If you want a simple string-replace, you can use sub_filter. For example:

server {
    sub_filter "REPLACE_THIS" "with this";
    sub_filter_once off; # Don't stop at the first match, replace all of them
    sub_filter_types "text/javascript" "application/json"; # Apply to these mime types in addition to text/html 

    # Everything else
}

However it's not possible to read an environment variable in nginx config - you can of course script writing the nginx config file any way you need/want to produce a valid config file and then reload nginx.

1

I experimented with using sub_filter and nginx environment variables but concluded that it isn't possible.

For example, this shows my experiments and shows using ENVs passed to nginx does not work within a server block:

env TOMTEST1; # OK - makes $ENV{"TOMTEST1"} available but NOT in server block.

http {

    server {

        # set $TOMTEST1 $ENV{"TOMTEST1"};    # KO - DOES NOT WORK - NGINX WONT START
        set $TOMTEST2   'tomtest2 Var';      # OK - THIS DOES WORK OK

        sub_filter 'TOM_TEST2' $TOMTEST2;       # OK - but not useful to me.
        sub_filter 'TOM_TEST3' 'tomtest3 Var';  # OK - but not useful to me.
        sub_filter_once off;                    # Don't stop at the first match, replace all of them
        sub_filter_types "text/javascript" "application/json"; # Apply to these mime types in addition to text/html

        # Serve static files
        location / {
           try_files $uri /index.html =404;
        }
        ...

where the static config.json file that I'm serving has various test strings like the following:

{
    "environment": "local",
    "test1": "$ENV{"TOMTEST1"}",
    "test3": "TOM_TEST2",
    "test4": "TOM_TEST3",
}

As @AD7six mentioned, the way to proceed is have a script that runs before nginx starts to produce a valid config file from placeholders. But this begs the question, if a script is going to run before nginx starts, I may as well set the contents of my config.json file in that script and not bother with sub_filter at all.

  • 1
    If it's for one static file - it certainly makes sense to not do it via nginx config, I assumed your usecase was a bit broader than that. For info/contrast I use sub_filter "example.com" "example.dev"; in a dev setup to replace any and all references to the production domain to the local environment because those references come from 3rd party api responses/app code/js/db dumps/etc. - i.e. for nginx it could be anywhere in any html/js/json response. +1 – AD7six Mar 26 '15 at 9:53
1

I've been looking into resolving the same issue as the OP and this post came up in Google search, so thought I'd add a potential solution.

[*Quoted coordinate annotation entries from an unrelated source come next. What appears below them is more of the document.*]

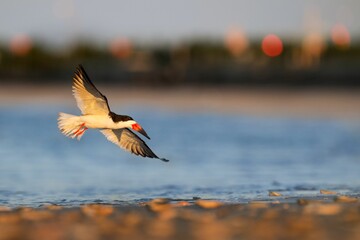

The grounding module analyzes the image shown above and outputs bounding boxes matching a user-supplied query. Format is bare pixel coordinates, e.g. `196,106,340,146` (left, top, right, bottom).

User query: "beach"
0,196,360,240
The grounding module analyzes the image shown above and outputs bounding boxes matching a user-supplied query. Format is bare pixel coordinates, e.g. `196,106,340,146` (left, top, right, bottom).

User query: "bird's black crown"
109,112,134,122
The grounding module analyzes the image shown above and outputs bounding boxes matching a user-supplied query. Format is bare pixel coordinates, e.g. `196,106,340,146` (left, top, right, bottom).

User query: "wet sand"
0,84,360,120
0,196,360,240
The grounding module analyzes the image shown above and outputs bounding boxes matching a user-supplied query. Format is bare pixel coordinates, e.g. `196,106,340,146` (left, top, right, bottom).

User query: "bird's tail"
58,112,87,140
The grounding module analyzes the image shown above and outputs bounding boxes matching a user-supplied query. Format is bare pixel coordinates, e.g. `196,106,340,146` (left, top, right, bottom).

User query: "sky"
0,0,360,45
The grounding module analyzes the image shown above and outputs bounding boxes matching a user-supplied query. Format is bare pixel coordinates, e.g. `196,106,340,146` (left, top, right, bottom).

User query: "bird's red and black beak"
131,123,150,139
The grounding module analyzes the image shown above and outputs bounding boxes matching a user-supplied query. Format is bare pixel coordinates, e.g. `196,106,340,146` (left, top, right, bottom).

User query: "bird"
58,65,169,162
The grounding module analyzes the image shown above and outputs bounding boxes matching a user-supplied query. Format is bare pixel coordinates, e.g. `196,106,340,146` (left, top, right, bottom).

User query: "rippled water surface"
0,105,360,206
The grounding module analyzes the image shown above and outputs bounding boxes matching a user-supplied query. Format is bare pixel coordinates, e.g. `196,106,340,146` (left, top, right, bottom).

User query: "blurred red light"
261,34,283,57
331,24,350,47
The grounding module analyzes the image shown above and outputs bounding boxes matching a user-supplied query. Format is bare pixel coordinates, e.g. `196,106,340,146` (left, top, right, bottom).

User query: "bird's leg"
75,126,88,137
73,123,85,136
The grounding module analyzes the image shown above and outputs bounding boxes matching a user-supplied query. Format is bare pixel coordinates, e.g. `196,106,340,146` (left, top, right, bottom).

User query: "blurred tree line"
0,40,360,87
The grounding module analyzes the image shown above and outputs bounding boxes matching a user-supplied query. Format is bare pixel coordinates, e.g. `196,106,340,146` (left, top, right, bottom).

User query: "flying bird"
58,65,169,162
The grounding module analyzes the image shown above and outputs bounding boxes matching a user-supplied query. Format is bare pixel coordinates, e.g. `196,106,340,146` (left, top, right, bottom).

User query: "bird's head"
129,121,150,139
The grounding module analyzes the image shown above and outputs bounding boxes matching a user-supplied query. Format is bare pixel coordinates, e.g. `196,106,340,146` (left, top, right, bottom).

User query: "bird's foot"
73,123,88,139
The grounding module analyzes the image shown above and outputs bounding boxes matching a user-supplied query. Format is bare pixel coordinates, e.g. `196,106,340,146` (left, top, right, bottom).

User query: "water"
0,104,360,207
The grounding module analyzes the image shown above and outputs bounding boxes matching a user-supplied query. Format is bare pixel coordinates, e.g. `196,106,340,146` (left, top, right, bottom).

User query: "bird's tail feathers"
58,112,87,140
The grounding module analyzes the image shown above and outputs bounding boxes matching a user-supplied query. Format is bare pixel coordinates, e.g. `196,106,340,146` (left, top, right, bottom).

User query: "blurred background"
0,0,360,87
0,0,360,206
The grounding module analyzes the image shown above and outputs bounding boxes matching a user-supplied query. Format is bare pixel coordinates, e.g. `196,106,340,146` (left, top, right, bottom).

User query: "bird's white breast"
80,115,128,129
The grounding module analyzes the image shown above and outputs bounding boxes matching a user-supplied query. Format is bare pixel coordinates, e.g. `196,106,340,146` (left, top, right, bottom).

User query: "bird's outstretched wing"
100,128,169,162
72,65,110,115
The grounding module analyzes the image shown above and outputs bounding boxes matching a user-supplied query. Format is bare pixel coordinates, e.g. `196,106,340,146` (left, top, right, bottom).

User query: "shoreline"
0,196,360,240
0,85,360,120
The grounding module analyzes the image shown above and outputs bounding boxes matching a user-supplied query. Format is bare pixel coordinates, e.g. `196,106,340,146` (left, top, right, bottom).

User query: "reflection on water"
0,105,360,206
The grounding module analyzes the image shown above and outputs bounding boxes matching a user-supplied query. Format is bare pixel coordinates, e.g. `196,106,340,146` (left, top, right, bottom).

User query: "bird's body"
58,65,169,162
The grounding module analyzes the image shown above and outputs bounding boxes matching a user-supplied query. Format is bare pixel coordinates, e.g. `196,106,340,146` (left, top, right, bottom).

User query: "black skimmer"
58,65,169,162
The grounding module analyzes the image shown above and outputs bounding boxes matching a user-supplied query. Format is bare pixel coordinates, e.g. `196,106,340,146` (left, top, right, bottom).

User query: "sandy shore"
0,84,360,119
0,196,360,240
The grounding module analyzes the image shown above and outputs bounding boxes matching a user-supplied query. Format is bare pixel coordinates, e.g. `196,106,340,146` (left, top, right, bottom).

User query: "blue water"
0,104,360,207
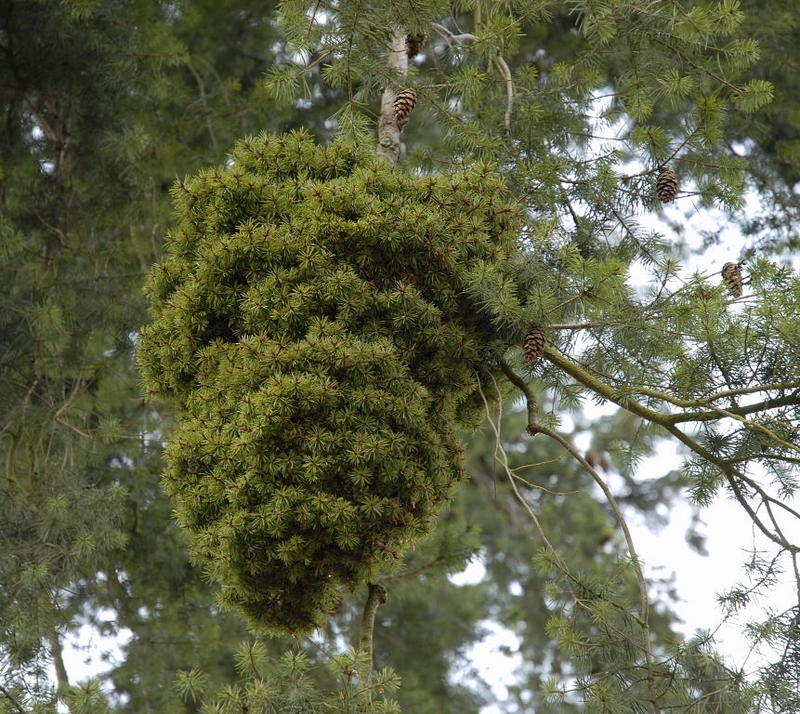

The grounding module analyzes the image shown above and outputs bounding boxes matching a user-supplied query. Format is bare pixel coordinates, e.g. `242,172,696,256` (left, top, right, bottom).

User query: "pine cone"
656,166,678,203
722,263,743,297
394,87,417,129
406,32,428,59
522,327,546,364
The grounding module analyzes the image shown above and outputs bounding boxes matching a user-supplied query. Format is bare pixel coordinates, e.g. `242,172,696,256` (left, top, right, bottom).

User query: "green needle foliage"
139,133,519,633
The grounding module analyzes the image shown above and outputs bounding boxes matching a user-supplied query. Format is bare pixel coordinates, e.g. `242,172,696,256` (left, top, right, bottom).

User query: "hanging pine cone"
722,263,743,297
656,166,678,203
522,327,545,364
406,32,428,59
394,87,417,129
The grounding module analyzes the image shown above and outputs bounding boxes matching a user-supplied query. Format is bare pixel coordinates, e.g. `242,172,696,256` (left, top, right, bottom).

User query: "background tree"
0,0,798,712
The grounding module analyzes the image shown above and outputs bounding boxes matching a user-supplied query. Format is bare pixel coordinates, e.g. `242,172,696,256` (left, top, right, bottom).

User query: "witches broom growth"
139,133,520,633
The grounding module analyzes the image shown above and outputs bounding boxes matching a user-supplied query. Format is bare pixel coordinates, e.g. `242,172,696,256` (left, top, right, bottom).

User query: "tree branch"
358,583,386,683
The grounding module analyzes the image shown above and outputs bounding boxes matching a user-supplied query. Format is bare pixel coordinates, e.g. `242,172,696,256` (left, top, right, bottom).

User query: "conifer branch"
500,359,539,434
544,347,800,553
358,583,386,684
0,684,28,714
377,27,408,166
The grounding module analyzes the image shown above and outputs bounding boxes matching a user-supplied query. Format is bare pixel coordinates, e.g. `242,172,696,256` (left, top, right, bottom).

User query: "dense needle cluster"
139,133,519,633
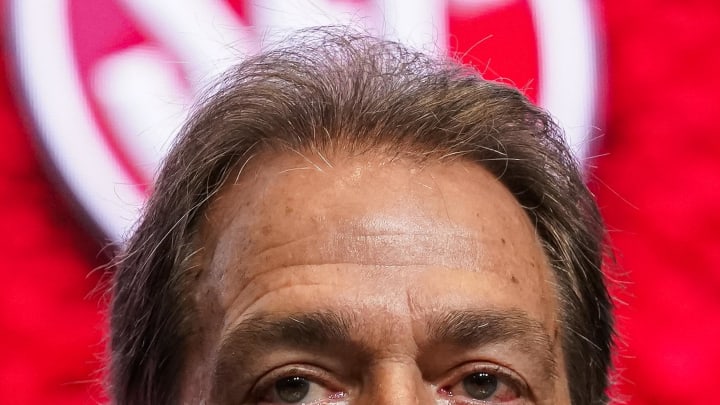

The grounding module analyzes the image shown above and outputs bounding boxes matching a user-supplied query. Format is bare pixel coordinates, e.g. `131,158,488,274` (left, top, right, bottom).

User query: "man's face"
184,153,569,404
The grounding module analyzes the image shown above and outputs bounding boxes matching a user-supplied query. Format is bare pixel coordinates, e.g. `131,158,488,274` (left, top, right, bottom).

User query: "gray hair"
110,28,613,405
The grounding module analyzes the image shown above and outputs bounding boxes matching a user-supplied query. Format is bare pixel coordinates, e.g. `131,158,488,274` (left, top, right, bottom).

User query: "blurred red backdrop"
0,0,720,404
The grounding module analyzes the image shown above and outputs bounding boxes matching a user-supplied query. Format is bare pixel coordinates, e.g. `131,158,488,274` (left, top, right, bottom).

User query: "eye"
441,367,524,404
255,372,345,405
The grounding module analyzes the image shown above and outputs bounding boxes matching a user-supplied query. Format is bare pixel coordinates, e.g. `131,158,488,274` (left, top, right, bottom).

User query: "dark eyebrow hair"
428,309,558,379
208,309,557,391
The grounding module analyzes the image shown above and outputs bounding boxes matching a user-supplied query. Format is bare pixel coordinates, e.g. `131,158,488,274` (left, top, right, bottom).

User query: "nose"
353,362,438,405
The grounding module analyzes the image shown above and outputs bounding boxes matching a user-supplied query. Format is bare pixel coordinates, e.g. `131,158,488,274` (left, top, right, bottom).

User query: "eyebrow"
214,309,557,384
428,309,558,379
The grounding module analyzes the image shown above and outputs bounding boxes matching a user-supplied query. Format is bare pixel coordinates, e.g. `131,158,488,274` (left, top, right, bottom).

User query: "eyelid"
249,364,345,402
436,361,535,401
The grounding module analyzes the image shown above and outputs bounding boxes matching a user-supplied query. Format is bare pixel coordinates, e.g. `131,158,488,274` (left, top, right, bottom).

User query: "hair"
110,28,613,405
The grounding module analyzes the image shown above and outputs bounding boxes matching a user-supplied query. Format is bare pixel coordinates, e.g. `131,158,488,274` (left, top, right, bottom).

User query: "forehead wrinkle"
242,229,487,272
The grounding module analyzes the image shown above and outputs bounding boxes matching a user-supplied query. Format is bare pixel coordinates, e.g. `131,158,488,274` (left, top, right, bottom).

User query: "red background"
0,0,720,404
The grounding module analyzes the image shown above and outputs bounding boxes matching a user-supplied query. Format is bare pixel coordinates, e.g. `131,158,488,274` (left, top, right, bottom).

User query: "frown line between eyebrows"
214,309,557,383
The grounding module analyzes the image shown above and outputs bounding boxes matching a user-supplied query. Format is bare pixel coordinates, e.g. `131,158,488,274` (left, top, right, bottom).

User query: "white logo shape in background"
12,0,596,241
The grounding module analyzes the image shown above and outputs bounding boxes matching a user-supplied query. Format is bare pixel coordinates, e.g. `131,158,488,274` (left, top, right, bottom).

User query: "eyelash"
250,362,533,402
438,362,533,399
250,365,341,402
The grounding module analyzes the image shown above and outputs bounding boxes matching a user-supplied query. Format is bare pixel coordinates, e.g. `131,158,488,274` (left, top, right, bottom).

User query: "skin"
187,152,570,404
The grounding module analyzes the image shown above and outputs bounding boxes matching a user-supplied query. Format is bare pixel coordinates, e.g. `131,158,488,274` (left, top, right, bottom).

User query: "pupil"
275,377,310,404
463,373,497,399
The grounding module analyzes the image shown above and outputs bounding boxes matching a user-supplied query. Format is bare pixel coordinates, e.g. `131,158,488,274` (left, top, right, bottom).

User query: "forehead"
203,152,555,323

This post outlines how you can expose an environment variable within nginx config: https://blog.doismellburning.co.uk/environment-variables-in-nginx-config/

And you can return content without having a file in the file system: Reply with 200 from Nginx config without serving a file

Putting these two things together we end up with the following:

env MY_ENV_VAR;

# Snip

http {
    # Snip

    server {
        # Snip

        location ~ ^/config.js$ {
            add_header Content-Type text/javascript;
            set_by_lua $env_var 'return os.getenv("MY_ENV_VAR")';
            return 200 'const MY_ENV_VAR = \'$env_var\'';
        }
    }
}

This has worked for me in a test environment. It's a little cumbersome (not sure it's better than auto-generating a file on Docker launch that contains the vars you need).

Hope that helps.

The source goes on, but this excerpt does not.